Japanse regering verder in het nauw
TOKIO - De Japanse premier Fukuda staat sinds enkele dagen onder zware druk van de Japanse oppositie en het ministerie van Justitie. Een hele reeks van ontwikkelingen die de afgelopen dagen plaatshadden, maken het de komende twee weken heel zwaar voor de in het nauw gedreven Japanse premier.

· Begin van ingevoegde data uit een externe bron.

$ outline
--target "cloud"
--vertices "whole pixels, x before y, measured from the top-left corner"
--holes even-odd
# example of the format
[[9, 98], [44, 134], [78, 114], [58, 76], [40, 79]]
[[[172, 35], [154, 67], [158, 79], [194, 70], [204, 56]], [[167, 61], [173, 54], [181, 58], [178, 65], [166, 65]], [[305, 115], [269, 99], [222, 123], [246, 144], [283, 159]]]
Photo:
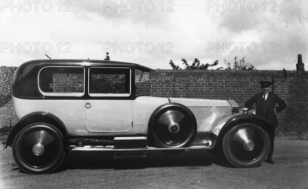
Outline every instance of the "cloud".
[[[225, 66], [224, 58], [232, 62], [236, 56], [245, 56], [258, 69], [293, 70], [298, 53], [308, 63], [306, 1], [278, 1], [276, 5], [266, 2], [266, 11], [261, 5], [264, 2], [257, 2], [258, 9], [254, 12], [247, 9], [248, 3], [243, 11], [239, 5], [234, 12], [228, 8], [217, 11], [217, 7], [209, 8], [209, 1], [175, 1], [173, 4], [165, 1], [163, 7], [161, 1], [153, 2], [152, 11], [145, 8], [146, 2], [140, 11], [137, 7], [127, 11], [129, 4], [125, 6], [128, 2], [117, 2], [118, 5], [123, 2], [123, 10], [118, 7], [114, 11], [114, 7], [106, 7], [106, 2], [113, 1], [93, 1], [70, 2], [71, 12], [64, 12], [57, 11], [57, 2], [52, 2], [54, 9], [49, 12], [1, 12], [2, 42], [39, 42], [42, 45], [48, 42], [53, 47], [49, 53], [42, 48], [31, 53], [4, 49], [2, 65], [17, 65], [31, 59], [44, 59], [45, 53], [54, 59], [102, 60], [107, 51], [112, 60], [161, 69], [170, 69], [170, 60], [181, 64], [182, 58], [189, 63], [198, 58], [204, 64], [218, 60], [218, 66]], [[137, 6], [135, 2], [131, 2]], [[225, 2], [227, 5], [230, 2]], [[273, 7], [276, 11], [270, 12]], [[173, 11], [166, 11], [167, 8]], [[65, 46], [66, 42], [70, 46]], [[241, 43], [245, 44], [241, 47]], [[215, 47], [209, 49], [209, 43]], [[256, 52], [251, 50], [254, 46], [249, 43], [257, 45]], [[107, 44], [112, 47], [106, 49]], [[234, 44], [236, 52], [233, 52]], [[134, 50], [130, 52], [132, 44]], [[155, 49], [151, 52], [149, 50], [152, 45]], [[71, 52], [64, 53], [68, 47]], [[276, 52], [270, 53], [271, 49]]]

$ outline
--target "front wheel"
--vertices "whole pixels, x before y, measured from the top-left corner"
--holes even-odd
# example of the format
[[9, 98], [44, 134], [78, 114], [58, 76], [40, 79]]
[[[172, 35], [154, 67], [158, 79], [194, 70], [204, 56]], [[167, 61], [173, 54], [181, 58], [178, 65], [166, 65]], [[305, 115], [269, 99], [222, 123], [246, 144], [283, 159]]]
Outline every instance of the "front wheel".
[[63, 136], [54, 126], [34, 123], [23, 128], [13, 144], [13, 156], [20, 168], [30, 174], [48, 174], [61, 163], [65, 155]]
[[259, 165], [270, 150], [268, 135], [254, 124], [241, 124], [230, 129], [222, 142], [226, 157], [238, 167]]

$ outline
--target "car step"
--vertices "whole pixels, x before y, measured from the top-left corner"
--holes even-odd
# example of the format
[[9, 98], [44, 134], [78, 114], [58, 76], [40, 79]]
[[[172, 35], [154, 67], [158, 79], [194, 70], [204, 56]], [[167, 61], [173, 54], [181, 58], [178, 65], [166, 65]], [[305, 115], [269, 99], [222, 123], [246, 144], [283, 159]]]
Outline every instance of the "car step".
[[178, 148], [157, 148], [155, 147], [147, 146], [145, 148], [123, 148], [117, 149], [113, 146], [84, 146], [78, 147], [76, 146], [70, 146], [72, 151], [108, 151], [108, 152], [136, 152], [136, 151], [162, 151], [162, 150], [192, 150], [192, 149], [207, 149], [209, 148], [206, 146], [191, 146], [185, 147]]

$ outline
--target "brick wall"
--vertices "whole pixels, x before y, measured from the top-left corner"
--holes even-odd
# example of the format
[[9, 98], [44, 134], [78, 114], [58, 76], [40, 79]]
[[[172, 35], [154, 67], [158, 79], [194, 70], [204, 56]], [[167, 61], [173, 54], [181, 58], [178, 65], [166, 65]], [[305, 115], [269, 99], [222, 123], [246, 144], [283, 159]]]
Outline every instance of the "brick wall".
[[235, 100], [240, 109], [260, 92], [261, 80], [274, 80], [274, 92], [287, 104], [277, 114], [280, 131], [307, 130], [308, 74], [270, 70], [156, 70], [151, 94], [159, 97]]

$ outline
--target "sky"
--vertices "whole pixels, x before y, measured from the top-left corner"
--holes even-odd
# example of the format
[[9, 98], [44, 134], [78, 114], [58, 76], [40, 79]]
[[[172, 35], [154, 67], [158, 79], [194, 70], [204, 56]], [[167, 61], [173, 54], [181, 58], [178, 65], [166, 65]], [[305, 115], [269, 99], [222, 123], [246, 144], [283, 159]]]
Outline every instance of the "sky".
[[37, 59], [103, 60], [171, 69], [172, 60], [225, 68], [308, 70], [308, 1], [1, 1], [1, 66]]

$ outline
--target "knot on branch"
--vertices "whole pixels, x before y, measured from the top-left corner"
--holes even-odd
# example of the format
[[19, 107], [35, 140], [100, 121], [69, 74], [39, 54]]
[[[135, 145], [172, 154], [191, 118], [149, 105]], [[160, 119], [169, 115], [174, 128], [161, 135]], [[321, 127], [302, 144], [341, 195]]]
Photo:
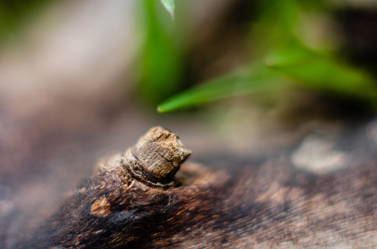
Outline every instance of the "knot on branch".
[[124, 166], [132, 177], [147, 185], [169, 187], [174, 185], [173, 176], [191, 153], [175, 134], [156, 126], [126, 152]]

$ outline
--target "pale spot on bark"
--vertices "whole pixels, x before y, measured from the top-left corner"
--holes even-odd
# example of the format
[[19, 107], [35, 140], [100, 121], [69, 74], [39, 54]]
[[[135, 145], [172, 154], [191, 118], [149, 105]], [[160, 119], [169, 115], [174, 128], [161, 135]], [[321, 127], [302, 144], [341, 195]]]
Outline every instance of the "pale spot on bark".
[[111, 213], [111, 205], [104, 196], [94, 201], [90, 206], [90, 214], [100, 217], [106, 217]]
[[345, 167], [349, 161], [346, 153], [335, 147], [325, 138], [308, 136], [292, 153], [291, 161], [297, 168], [316, 174], [330, 173]]

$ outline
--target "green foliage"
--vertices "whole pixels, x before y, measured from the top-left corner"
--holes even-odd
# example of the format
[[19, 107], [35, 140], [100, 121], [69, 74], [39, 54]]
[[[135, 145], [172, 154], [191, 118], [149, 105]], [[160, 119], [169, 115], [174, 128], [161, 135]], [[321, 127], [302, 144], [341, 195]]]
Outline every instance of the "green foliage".
[[138, 93], [144, 103], [154, 105], [181, 90], [177, 82], [182, 80], [185, 45], [181, 37], [185, 32], [178, 32], [182, 26], [179, 20], [172, 21], [167, 15], [159, 15], [162, 8], [158, 2], [140, 2], [145, 33]]
[[258, 4], [257, 18], [251, 25], [250, 32], [251, 46], [259, 53], [251, 65], [170, 98], [158, 106], [159, 112], [237, 96], [284, 90], [291, 85], [289, 82], [329, 96], [363, 100], [377, 106], [375, 79], [363, 71], [339, 63], [331, 55], [310, 49], [296, 35], [298, 17], [313, 10], [324, 11], [320, 1], [304, 3], [298, 0], [269, 0]]
[[164, 7], [167, 11], [172, 17], [172, 19], [174, 19], [174, 0], [160, 0], [160, 2], [164, 5]]
[[255, 63], [175, 95], [157, 109], [164, 112], [236, 96], [284, 91], [289, 85], [268, 67]]
[[17, 36], [51, 0], [0, 0], [0, 41]]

Woensdag nam de Japanse Eerste Kamer een wet aan die de luchtmacht voorschrijft niet langer steun te verlenen aan de Amerikaanse strijdkrachten in Irak. Japanse grondtroepen vertrokken in juli 2006 uit Irak, maar de in Koeweit gestationeerde Japanse luchtmacht helpt nog altijd de zogenaamde multinationale troepenmacht in Irak.Onder leiding van de Democratische Partij Japan (DPJ), die sinds juli een meerderheid heeft in de Eerste Kamer, stemden 133 senatoren voor en 103 tegen het wetsvoorstel. Oppositiepartij DPJ vindt dat Japan met de Verenigde Naties moet samenwerken en niet rechtstreeks met de VS. Er is overigens weinig kans dat de nieuwe wet wordt aangenomen in de Tweede Kamer. De meerderheid daar is nog altijd in handen van de regeringscoalitie onder leiding van Fukuda’s LDP.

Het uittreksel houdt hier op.